Crossbar touts compatibility with standard CMOS fabrication processes as one of the key advantages of their ReRAM over new non-volatile memory technologies. Manufacturing ReRAM only requires adding a few extra steps to the back end of line wafer processing, and doesn’t require radical changes to the materials involved. Crossbar now has plans for commercial production of ReRAM on a 1x nm node and they claim that it can scale down to processes smaller than 10nm. This is expected to make Crossbar’s ReRAM a relatively inexpensive embedded memory that won’t impose serious constraints on the rest of the ASIC. By contrast, Everspin’s magnetoresistive RAM (MRAM)—which is also currently being manufactured on a 40nm process—will be moving to GlobalFoundries 22nm FD-SOI this year but probably won’t be available on a high-performance FinFET process in the near future. Embedded flash memory has trouble scaling below about 40nm while retaining the endurance typically required of embedded memories, and 3D NAND cannot be easily added to a logic process.

Like most new non-volatile memory technologies, ReRAM isn’t ready to compete head-on against DRAM or NAND flash memory. Its first path to commercialization is therefore through use as a special-purpose embedded memory, where its different tradeoffs between performance, endurance and density make it a good fit for certain applications. Currently, Crossbar quotes performance as read latencies on the order of 10ns, write latencies around 10µs, and write endurance in excess of 1M cycles. ReRAM is also accessible at the byte level instead of using large erase blocks like flash memory. Crossbar expects 10 years of data retention and has not observed problems with read or write operations disturbing the state of adjacent memory cells.

Separately from the new Microsemi partnership, Crossbar will also soon be demonstrating the use of their embedded ReRAM in an in-memory compute architecture for AI. At the Embedded Vision Summit next week, Crossbar will demonstrate object and facial recognition based on a pre-trained FaceNet model stored in ReRAM. Since the memory is on the same chip as the compute elements of the neural network, it can use very wide data paths to offer high performance without the high power draw that an external DRAM solution like HBM would bring or the much larger die area that SRAM would require.
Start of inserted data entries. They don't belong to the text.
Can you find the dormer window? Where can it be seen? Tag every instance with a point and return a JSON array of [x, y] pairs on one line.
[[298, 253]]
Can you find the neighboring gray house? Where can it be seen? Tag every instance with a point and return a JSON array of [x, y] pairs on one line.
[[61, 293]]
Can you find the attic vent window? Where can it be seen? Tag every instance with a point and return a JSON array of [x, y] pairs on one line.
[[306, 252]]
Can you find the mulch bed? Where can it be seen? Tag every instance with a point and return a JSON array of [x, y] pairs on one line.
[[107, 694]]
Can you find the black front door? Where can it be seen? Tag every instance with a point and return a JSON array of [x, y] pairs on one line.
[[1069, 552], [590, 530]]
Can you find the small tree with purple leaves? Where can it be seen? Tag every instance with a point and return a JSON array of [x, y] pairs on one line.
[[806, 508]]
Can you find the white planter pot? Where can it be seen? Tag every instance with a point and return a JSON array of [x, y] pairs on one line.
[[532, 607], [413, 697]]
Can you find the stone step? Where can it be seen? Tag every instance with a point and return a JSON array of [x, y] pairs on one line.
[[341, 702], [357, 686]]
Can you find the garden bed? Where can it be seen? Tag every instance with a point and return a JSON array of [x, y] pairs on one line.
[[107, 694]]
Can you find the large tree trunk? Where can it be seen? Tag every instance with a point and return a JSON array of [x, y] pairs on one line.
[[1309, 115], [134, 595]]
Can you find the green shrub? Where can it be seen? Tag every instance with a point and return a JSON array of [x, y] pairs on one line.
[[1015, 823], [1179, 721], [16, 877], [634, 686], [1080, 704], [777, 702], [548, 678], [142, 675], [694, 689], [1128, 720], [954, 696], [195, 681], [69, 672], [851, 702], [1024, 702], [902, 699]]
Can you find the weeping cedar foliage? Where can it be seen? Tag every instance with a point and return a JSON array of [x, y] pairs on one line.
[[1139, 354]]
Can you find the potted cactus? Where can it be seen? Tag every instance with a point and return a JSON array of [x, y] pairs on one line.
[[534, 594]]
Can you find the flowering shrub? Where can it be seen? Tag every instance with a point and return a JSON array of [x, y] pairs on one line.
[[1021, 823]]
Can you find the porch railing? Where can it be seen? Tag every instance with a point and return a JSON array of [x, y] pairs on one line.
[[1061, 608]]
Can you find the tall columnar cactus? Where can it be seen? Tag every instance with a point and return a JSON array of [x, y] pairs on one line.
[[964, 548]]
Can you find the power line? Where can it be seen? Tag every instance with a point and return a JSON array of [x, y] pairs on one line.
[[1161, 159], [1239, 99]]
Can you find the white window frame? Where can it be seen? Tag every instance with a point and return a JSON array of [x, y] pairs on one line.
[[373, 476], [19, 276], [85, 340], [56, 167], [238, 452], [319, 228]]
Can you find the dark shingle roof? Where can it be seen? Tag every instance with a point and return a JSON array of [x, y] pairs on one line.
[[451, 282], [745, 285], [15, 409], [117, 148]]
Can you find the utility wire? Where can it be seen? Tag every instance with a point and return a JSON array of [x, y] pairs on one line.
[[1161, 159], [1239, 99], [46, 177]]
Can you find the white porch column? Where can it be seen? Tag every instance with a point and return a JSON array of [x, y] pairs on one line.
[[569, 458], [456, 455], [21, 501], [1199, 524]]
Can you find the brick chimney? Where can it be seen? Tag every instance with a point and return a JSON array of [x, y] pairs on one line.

Facial recognition is an appropriately read-heavy workload for ReRAM, but the ReRAM will have no trouble handling the model updates that result from registering new faces. The demo is intended to show how ReRAM can be useful for AI tasks on battery-powered devices that don’t have the option of offloading their computational workload to the cloud. Because ReRAM is non-volatile, the AI chip can be powered down but is instantly ready to perform recognition upon waking up, without having to re-load the model from storage into SRAM or DRAM. Since this demo chip is still using a 40nm manufacturing process and is just intended as a proof of concept, the embedded ReRAM array is only a single megabyte, but Crossbar expects that similar chips made on the 1x nm process that will soon be available would use many MB of ReRAM to support more complex models while still offering extremely high and consistent recognition performance.